Paul speaks of mutual encouragement within the church.  Christ’s sufferings on our behalf bring us consolation.  Because Paul had suffered affliction, he was able to bring consolation to other who were suffering.  Because God had brought them through hardship and suffering, there was hope for others. 

And Paul is very honest here; he says that there was a point when “we were so utterly, unbearably crushed that we despaired of life itself.”  That is pretty low, friends, but many of us have been there.  Yet through the grace of God and through the consolation that we may offer to one another, we can still cling to hope even in the toughest of times.

Stephanie Lipscomb said that to not use her experience as a Stage IV brain cancer survivor would be “a waste of being cancer-free.”  We may not have that kind of dramatic experience, but we can all use the experiences we have had, our sufferings and our afflictions, as Paul puts it, to bring consolation and encouragement to others.

It may be as simple as sharing with a younger student how you survived Physical Chemistry or Anatomy and Physiology or English Literature.  It may be as simple as commiserating with someone over car repairs or water in their basement or a bad knee, or letting the overbusy working parent know that you have been there and offer to lend a hand, or lend an ear. 

There is a reason groups like Alcoholics Anonymous and Narcotics Anonymous have sponsors.  You are paired with someone who has been there, who has gone through what you are going through.

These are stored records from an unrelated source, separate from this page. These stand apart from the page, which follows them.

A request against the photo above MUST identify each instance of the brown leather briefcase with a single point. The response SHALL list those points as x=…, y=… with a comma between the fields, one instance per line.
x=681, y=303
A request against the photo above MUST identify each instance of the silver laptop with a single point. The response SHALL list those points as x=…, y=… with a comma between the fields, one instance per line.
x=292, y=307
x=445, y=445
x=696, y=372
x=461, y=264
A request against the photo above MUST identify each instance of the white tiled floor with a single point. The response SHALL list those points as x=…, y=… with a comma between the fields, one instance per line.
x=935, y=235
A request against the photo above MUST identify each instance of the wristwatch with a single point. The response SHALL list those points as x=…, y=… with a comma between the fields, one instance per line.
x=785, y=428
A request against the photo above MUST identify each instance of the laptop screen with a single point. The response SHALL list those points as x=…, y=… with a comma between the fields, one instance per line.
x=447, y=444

Some of us have lost parents.  Some of us have lost children.  Some of us have lost spouses.  Some of us have been through divorce.  Some of us have had our parents divorce.  Some of us have lost jobs.  Some of us have faced serious illness.  Some of us have tried to do the right thing, tried to do the Christ-like thing and we only seem to get grief for it.  Some of us have been the object of bullying.  Some of us have had struggles in life for all kinds of reasons.

Through all of this, God has been there.  God has seen us through, even through those times when we were “so utterly crushed that we despaired of life itself,” as Paul puts it.  And out of the consolation we have received, even the consolation that can seem slow in coming, we are able to offer consolation – to offer strength and encouragement and hope to others.  To do otherwise, as that young cancer survivor said, would be a waste of our pain and struggles.

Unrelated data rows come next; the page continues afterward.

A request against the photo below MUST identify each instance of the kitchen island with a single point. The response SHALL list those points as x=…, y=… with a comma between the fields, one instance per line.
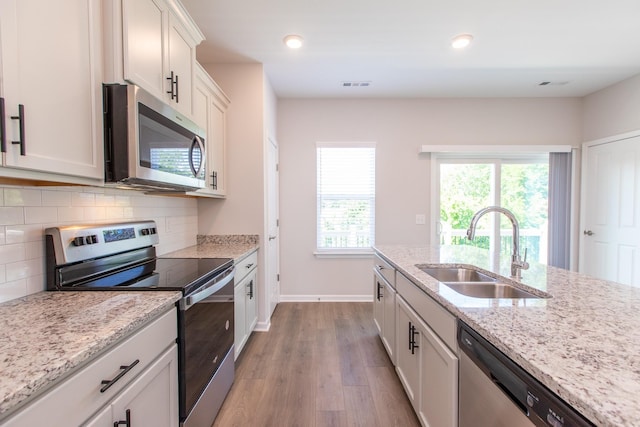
x=582, y=343
x=47, y=336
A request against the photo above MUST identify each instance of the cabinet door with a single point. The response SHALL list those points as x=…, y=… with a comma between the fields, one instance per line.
x=409, y=346
x=144, y=45
x=378, y=303
x=239, y=318
x=152, y=399
x=52, y=78
x=251, y=292
x=217, y=144
x=439, y=379
x=181, y=57
x=209, y=111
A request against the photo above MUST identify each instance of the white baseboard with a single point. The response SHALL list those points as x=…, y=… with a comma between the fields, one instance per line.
x=326, y=298
x=263, y=326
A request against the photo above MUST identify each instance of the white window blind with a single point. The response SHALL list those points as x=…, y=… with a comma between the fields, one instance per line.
x=346, y=196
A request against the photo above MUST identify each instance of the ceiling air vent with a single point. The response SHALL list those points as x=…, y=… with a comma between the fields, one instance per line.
x=356, y=84
x=562, y=83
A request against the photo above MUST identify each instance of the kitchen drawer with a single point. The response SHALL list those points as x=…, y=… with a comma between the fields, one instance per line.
x=440, y=320
x=245, y=265
x=385, y=269
x=78, y=397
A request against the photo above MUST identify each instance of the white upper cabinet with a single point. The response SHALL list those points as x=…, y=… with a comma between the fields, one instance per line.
x=51, y=80
x=210, y=111
x=151, y=43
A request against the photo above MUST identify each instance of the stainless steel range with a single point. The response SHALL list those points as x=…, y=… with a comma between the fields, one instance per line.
x=122, y=256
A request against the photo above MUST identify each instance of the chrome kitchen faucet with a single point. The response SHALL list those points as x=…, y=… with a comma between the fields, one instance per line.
x=517, y=264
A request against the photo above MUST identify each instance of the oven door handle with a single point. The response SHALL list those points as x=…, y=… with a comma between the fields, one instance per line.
x=210, y=288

It’s not simply that we can bring comfort to those going through the same struggles we have experienced.  By God’s grace, all of our suffering, all of our pain, can change us, and we can become more caring, more empathetic, more sensitive to the hurt that is around us, whether we have had the same experience or not.

Jeff is a friend of mine from seminary days.  He was in a terrible automobile accident several weeks ago.  He had fractures and injuries in various parts of his body, and it could have been a lot worse.  After a few weeks in the hospital and a rehab center he was able to go home.  He was out in the driveway when an 11 year old neighbor girl came over.  She said that she and her family were worried about him after hearing about his wreck and she said how happy she was that he was still alive.  She also told Jeff that her family had been praying for him.

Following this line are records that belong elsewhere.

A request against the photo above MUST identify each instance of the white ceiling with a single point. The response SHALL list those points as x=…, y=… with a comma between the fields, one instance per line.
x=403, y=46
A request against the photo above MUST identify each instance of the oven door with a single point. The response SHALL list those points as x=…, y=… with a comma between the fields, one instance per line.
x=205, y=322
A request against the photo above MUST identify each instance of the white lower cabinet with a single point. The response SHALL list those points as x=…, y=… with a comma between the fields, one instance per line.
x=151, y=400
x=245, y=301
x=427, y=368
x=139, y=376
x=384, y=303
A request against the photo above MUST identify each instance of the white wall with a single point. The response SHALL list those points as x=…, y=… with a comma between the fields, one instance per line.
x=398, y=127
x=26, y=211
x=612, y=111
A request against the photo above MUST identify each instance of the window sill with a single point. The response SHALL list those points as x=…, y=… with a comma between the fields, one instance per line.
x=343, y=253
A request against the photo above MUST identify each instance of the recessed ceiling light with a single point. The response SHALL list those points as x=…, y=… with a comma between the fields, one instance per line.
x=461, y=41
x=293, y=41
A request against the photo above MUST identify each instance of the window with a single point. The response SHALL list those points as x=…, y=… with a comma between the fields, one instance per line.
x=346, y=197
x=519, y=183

I don’t have to tell you that this young neighbor brought a whole lot of comfort and encouragement.  And that is what the church is called to do.  This letter of Paul offers us ways to live out our lives together as a community of faith.  One of those keys to Christian community is consolation – offering strength and encouragement and comfort to one another.  “Blessed be the God and Father of our Lord Jesus Christ, the Father of Mercies and the God of all consolation, who consoles us in our affliction so that we may be able to console others.”  Amen.